Stereotypes, cynicism, and the transformative power of alternative journalism
2009 © Chris Lyons / lindgrensmith.com
Bar time was 60 minutes old when I pulled into the ramshackle shed my landlord charitably referred to as a garage, a one-stall structure that sat 30 yards behind the house in an unlit alley, just a block from an inner-city parking lot where dealers dealt in the dark. Beat from a busy Saturday-night shift, I climbed out of my compact, compact car and did a full-body search for a cigarette. A split second later I saw him for the first time, standing just a few feet away, an inch from the back bumper, blocking my only way out.
He looked to be in his late teens or early 20s. Dressed in a dirty orange tank top, baggy jean shorts, and unlaced high-tops, he had the shoulders of a gym rat and the pallor of a barfly. If I had seen his shaven head in a prime-time crime drama, I would have laughed at how stereotypical he looked. At that moment, however, I was not amused.
He asked if I needed a light and I said no. He asked if I could spare a smoke and I said yes. And then he launched into his story.
If you’ve ever been solicited on the street, the plot will sound familiar: Down on his luck, he was in Minneapolis looking for work, but his mom was sick and he needed to catch a bus back to Detroit. He’d never done this sort of thing before, and he would be forever grateful for whatever I could spare. If I was willing to part with $40, though, he could be home before sunup.
On the street in the middle of the day, I could have thoughtlessly waved off the request or magnanimously parted with some pocket change. This was different. I feared that I would have to pay, one way or the other. Luckily, I had just stopped at a cash machine and had two crisp twenties in my pocket. I gave them over without hesitation. He said thanks, told me he would not forget the gesture, and walked away.

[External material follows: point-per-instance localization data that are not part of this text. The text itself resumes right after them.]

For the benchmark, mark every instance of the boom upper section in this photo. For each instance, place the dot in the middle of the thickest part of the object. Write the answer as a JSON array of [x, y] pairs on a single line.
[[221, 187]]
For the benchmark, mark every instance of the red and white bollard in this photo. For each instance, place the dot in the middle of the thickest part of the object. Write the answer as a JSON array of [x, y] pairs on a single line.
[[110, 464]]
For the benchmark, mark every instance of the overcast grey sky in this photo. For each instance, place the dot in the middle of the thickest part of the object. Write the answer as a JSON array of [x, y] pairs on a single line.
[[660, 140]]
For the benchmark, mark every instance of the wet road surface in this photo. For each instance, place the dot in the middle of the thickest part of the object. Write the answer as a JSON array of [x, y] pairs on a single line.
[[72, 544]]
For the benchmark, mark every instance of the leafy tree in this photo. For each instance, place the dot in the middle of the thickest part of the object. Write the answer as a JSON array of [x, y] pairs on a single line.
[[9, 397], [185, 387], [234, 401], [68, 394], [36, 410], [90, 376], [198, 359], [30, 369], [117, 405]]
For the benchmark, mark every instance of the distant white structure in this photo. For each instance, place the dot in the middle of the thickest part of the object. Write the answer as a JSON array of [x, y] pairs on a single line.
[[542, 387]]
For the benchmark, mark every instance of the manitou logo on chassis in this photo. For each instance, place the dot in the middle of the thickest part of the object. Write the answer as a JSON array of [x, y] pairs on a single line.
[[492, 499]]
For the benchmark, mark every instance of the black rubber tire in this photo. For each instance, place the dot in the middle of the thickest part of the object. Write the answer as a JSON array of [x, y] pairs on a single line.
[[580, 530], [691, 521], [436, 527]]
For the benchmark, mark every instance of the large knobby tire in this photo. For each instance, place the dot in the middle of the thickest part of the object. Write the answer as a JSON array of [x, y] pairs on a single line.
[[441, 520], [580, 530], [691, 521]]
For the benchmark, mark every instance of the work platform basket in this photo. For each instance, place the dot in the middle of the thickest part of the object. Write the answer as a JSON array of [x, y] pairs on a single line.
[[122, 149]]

It turned out to be a solid investment.
Two months later, as summer was turning to fall, my roommate and I were hanging out in our backyard grilling burgers and tossing around a football. A young, bright-eyed guy wearing a brand-new Yankees cap poked his head over the fence and asked how we were doing. We were doing great.
“I’ve been looking all over for you, man,” he said to me, unlatching the gate. I was still trying to place the face when he produced a $50 bill. “With interest,” he said, smiling.
He thanked me again, told me his mom was feeling better, and that it taken him a while to find me because he couldn’t recall exactly where I lived. He did remember being a little uneasy that night, though.
After all, it was dark out, and it’s not as if I lived in the best of neighborhoods.